In August 2012, I moved back to New York from San Francisco and set up a sole proprietorship, Mutoro Group, LLC. I began investing my own money full-time. It wasn’t much money. But it was mine, and it worked. For three years, I ate what I killed, so to speak, given I didn’t have any other earnings besides the income I generated through my investment ideas. I ate pretty well. I took an idea I had found in Joel Greenblatt’s poorly titled but quirky and incredible book You Can Be a Stock Market Genius (1997), which I had first read in July 2010, and applied it with success. He described several approaches for investment gains. One in particular caught my attention. He described how if you found publicly traded companies mispriced in the market and selling at a discount to their value, you should study the options on their shares. In particular, you should investigate their long-dated, out-of-the-money call options because these might be even more underpriced. That $1 you found selling for 70 cents might be selling for 25 cents if you acquired its long-dated options instead.

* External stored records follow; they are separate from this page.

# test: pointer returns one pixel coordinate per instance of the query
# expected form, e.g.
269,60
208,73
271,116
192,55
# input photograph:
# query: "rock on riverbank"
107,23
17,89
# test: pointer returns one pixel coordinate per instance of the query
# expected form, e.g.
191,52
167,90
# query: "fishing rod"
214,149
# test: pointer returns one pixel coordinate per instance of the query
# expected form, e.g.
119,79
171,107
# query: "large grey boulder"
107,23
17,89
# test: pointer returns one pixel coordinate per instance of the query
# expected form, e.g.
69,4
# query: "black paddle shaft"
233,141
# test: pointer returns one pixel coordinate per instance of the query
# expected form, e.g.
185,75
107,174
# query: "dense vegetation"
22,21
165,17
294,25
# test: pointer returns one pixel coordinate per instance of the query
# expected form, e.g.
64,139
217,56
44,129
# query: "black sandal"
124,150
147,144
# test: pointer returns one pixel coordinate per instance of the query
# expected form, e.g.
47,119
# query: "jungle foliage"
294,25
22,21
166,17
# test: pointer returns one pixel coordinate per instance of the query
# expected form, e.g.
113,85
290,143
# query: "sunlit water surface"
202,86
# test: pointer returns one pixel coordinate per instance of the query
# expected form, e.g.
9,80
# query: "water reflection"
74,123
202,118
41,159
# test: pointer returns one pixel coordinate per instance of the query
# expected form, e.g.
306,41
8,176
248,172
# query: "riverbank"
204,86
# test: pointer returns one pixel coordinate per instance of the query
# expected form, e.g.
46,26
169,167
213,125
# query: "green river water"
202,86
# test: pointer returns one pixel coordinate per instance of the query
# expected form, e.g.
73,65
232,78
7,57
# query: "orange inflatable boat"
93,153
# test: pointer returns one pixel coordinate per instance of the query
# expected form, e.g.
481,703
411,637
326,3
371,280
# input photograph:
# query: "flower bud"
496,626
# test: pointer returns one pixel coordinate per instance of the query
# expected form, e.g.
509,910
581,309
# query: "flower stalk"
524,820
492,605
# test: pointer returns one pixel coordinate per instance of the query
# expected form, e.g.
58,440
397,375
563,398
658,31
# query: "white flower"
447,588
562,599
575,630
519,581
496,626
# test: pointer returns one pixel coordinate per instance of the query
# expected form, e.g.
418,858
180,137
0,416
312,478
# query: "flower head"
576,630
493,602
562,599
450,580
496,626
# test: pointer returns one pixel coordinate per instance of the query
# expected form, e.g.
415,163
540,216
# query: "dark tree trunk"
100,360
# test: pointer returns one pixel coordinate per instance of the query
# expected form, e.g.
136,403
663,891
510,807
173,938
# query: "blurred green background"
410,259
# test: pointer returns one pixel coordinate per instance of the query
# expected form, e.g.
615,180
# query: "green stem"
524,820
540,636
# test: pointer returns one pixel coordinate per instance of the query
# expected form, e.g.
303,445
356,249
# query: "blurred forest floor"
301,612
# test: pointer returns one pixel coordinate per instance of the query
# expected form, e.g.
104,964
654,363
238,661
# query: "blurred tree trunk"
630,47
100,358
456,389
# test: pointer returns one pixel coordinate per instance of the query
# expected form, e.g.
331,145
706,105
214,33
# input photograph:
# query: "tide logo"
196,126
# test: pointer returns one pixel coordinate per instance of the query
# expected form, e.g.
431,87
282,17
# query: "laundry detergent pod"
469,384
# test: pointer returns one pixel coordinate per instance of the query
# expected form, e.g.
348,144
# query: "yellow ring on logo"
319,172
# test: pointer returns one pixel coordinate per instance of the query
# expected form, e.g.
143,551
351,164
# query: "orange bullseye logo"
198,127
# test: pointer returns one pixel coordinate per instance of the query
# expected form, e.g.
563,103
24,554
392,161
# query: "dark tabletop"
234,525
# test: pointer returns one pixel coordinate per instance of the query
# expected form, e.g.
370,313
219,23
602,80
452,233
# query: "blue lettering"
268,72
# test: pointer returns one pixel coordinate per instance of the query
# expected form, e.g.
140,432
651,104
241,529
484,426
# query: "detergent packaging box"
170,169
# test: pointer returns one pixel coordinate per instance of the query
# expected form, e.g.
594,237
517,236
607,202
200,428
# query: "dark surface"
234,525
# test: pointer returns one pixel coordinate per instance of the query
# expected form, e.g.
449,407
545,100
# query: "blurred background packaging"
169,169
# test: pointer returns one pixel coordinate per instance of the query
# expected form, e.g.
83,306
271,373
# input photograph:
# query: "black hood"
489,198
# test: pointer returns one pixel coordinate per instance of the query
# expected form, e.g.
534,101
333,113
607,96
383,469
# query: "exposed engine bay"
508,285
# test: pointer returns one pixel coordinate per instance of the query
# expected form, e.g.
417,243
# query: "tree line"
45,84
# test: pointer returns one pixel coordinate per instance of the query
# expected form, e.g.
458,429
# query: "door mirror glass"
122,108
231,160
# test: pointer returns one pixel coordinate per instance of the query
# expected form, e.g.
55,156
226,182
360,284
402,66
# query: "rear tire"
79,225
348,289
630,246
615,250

I went about applying a somewhat more involved version of this useful framework from Greenblatt’s book. I made multiples of my money on the computer manufacturer Dell, on the giant, beleaguered insurer AIG, and on the home security company ADT. I was compounding money at an attractive rate and increasing my net worth faster than it ever had grown. The biggest challenge I had was making sure I kept enough capital on the sidelines to cover my living expenses and taxes, while plowing more money into investments. I spent the bulk of my time reading and thinking. In the course of a year, I might unearth one or two ideas that I had high convictions about and then make a large allocation toward them. It was challenging, and not every idea worked; I took a loss on a Chinese textile company with corrupt management I had not vetted thoroughly enough, and I made a poorly reasoned investment into a leveraged natural gas driller before the energy industry bear-market. I learned important lessons on my own dime from these two misadventures. Even considering those losses, the whole operation was profitable and, in many ways, blissful. 

Rereading You Can Be a Stock Market Genius this week felt like a refreshing reunion with an old, wise friend.